De retour dans leur appartement d'Upper East Side, nous faisons la connaissance de Paul Goldschmidt, un ami belge qui travaille aussi chez Goldman Sachs comme Mr Levy. Il est question qu'il nous héberge. Je repense à Henry Birge en constatant que les domestiques, et il y en a une tripotée, sont tous noirs. Nous passons à table. Le maître d'hôtel qui fait le service porte des gants blancs. Nous sommes extrêmement intimidés. Je suis embarrassé lorsqu'il me tend la salade, car je crains de ne pas m'en sortir et d'en mettre partout. À la maison c'est toujours Papa qui nous sert. Mrs Levy s'excuse de l'absence de son mari, empêché pour des raisons professionnelles. Je crois comprendre qu'il est le chairman du New York Stock Exchange et que Richard Nixon est venu le chercher en hélicoptère sur le toit de l'immeuble.

(hélicoptère)

Je ne trouve pas chairman dans mon dictionnaire Lilliput, mais cela signifierait qu'il est le patron de la Bourse de New York. Wall Street ! Nixon n'est pas encore président des États Unis, mais il va le devenir en janvier prochain. Pendant le dîner personne ne parle pas politique, encore moins économie, mais l'on nous pose mille questions sur notre voyage. Nous avons fini par comprendre que nous figurons un peu deux petits singes savants pour tous les gens qui nous reçoivent. On se les arracherait presque.
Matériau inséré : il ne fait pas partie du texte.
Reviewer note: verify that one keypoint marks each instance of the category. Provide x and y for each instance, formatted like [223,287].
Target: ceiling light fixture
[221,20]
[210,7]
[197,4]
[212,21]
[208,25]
Comment aurions-nous pu imaginer un tel luxe ? Les finances parentales se portent mieux que par le passé, je m’en rends compte au fur et à mesure de notre histoire, mais nous sommes très très loin de notre environnement social habituel. Je me souviens d'une élégante anecdote montrant notre niveau de vie dans mes premières années. Un jour que mon père avait eu une envie pressante, il était descendu aux toilettes d'un café. Comme la lumière ne fonctionnait pas et qu'à tâtons il ne trouvait pas le rouleau hygiénique il a cherché dans sa poche un bout de papier pour se torcher. En ouvrant la porte il aperçut son dernier billet de cinq mille (anciens) francs, l'équivalent de sept euros au siècle prochain, happé par la chasse d'eau. À cet instant précis, pensant à ses deux enfants à charge, mon père décida de changer de métier. Dix ans plus tard, Paul Goldschmidt nous présente au liftier pour qu'il nous laisse monter à son appartement de la Cinquième Avenue, l'ascenseur de l'immeuble s'ouvrant directement sur son entrée où sont exposées d'étranges sculptures modernes. Au neuvième étage l'appartement abrite quantité d'œuvres d'art à tel point que nous imaginons qu'il ne peut s'agir que d'un marchand d'art. Il n'en est rien. Nous sommes simplement chez des gens très riches. Sur l'immense terrasse sont posés des sculptures de Moore et des stabiles de Calder, sur la table du salon brille un superbe Arp en métal doré tout en rondeurs. Le réfrigérateur est plus pauvre. Pendant ces deux derniers jours nous ne nous nourrirons que de la glace au chocolat trouvée dans le congélateur, que pour ma part j'agrémenterai de petits piments d'oiseau. Il n'y a rien d'autre à manger. La proximité des œuvres nous fait tourner la tête, car, étrangers aux musées, nous sommes confrontés pour la première fois de notre vie à des œuvres d'art originales, toiles de maîtres que nous ne connaissons que par leurs reproductions dans le Petit Larousse ou dans des livres de classe. Nous allons devoir nous débrouiller seuls à New York, ce qui inquiète terriblement ma petite sœur, échaudée par nos anciennes aventures passées dans cette ville aux allures brutales.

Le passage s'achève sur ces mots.